Additionally, India, the only emerging market other than China that has a significant share in global VC markets, accounted for 70% of the investments in start-ups developing electric 2/3Ws, according to the report.

“Over the 2018-2023 period, Indian EV start-ups raised USD 2.7 billion, of which over 70% was for electric 2/3Ws. Policy support has contributed to building investor appetite for the EV sector.”

Notably, India’s Faster Adoption and Manufacturing of Hybrid and Electric Vehicles (FAME) II scheme, which provided subsidies for EVs and funding for EV charging, ended on March 31, 2024.

The government in March 2024 announced a limited scheme from 1 April 2024 and 31 July 2024, which outlays over ₹490 crore to subsidise electric 2/3W purchases. IEA says it could be a “stopgap” until the announcement of a FAME III scheme, expected to detail new subsidy provisions for EVs.

In addition, the government’s PLI scheme for auto and auto components and for manufacturing of advanced chemistry cell battery storage aims to attract investments in domestic EV and battery manufacturing.

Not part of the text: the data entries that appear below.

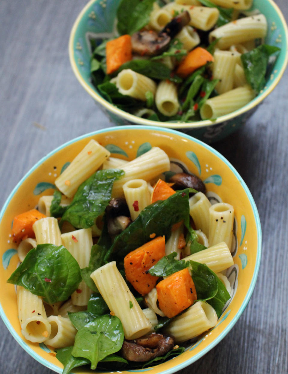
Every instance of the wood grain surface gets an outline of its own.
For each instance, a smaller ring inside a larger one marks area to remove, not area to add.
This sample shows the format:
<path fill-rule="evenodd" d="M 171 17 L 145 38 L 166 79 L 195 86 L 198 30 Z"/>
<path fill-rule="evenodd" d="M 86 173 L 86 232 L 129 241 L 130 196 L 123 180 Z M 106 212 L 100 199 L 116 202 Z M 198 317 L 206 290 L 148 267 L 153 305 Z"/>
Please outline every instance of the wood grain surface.
<path fill-rule="evenodd" d="M 112 125 L 81 87 L 68 57 L 84 0 L 0 1 L 0 206 L 40 158 L 78 135 Z M 287 0 L 276 0 L 286 19 Z M 263 255 L 251 300 L 215 348 L 181 374 L 288 372 L 288 71 L 245 125 L 213 146 L 250 189 Z M 0 321 L 1 374 L 52 374 Z"/>

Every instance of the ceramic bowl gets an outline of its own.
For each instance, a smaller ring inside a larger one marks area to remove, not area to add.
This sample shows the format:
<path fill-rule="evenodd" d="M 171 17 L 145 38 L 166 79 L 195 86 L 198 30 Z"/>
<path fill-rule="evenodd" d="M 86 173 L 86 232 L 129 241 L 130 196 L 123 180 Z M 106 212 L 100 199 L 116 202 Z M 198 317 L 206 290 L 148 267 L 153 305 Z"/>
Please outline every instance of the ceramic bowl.
<path fill-rule="evenodd" d="M 250 298 L 260 264 L 261 229 L 255 203 L 247 186 L 233 167 L 210 146 L 190 136 L 170 129 L 132 125 L 113 127 L 83 135 L 64 144 L 40 160 L 12 192 L 0 213 L 0 315 L 13 337 L 28 353 L 58 373 L 63 367 L 43 343 L 33 343 L 22 336 L 17 317 L 13 285 L 6 280 L 19 260 L 10 233 L 13 217 L 36 206 L 43 194 L 52 194 L 57 175 L 91 139 L 107 148 L 112 155 L 125 160 L 134 158 L 154 146 L 168 154 L 173 168 L 185 168 L 204 181 L 209 199 L 234 206 L 234 264 L 227 276 L 232 298 L 217 325 L 200 337 L 179 356 L 145 369 L 150 374 L 168 374 L 190 365 L 223 339 L 232 328 Z M 124 371 L 128 374 L 133 370 Z M 138 371 L 135 370 L 135 371 Z M 85 373 L 85 372 L 81 372 Z"/>
<path fill-rule="evenodd" d="M 111 37 L 116 9 L 119 0 L 91 0 L 78 16 L 72 28 L 69 53 L 73 71 L 83 87 L 98 103 L 112 121 L 117 125 L 138 123 L 175 129 L 207 143 L 219 141 L 239 128 L 254 113 L 258 105 L 273 91 L 282 77 L 288 61 L 288 29 L 284 17 L 272 0 L 254 0 L 254 8 L 266 16 L 268 24 L 266 42 L 281 48 L 273 71 L 266 86 L 247 105 L 229 114 L 211 121 L 172 123 L 151 121 L 130 114 L 110 104 L 99 95 L 90 78 L 91 39 Z"/>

Based on the current policy landscape, electric light-duty vehicles represent one in four light-duty vehicles sold in India in 2035, says IEA.

The agency says the investment potential in India’s EV sector is estimated at around USD 200 billion, suggesting there are still "considerable opportunities" ahead for Indian entrepreneurs and start-ups.

Globally, the IEA says despite near-term challenges in some markets, based on today's policy settings, almost 1 in 3 cars on the roads in China by 2030 is set to be electric, and almost 1 in 5 in both the United States and the European Union.

"More than one in five cars sold worldwide this year is expected to be electric, with surging demand projected over the next decade set to remake the global auto industry and significantly reduce oil consumption for road transport," the report adds.

The IEA Outlook, published today, finds that global electric car sales are set to remain robust in 2024, reaching around 17 million by the end of the year. "In the first quarter, sales grew by about 25% compared with the same period in 2023."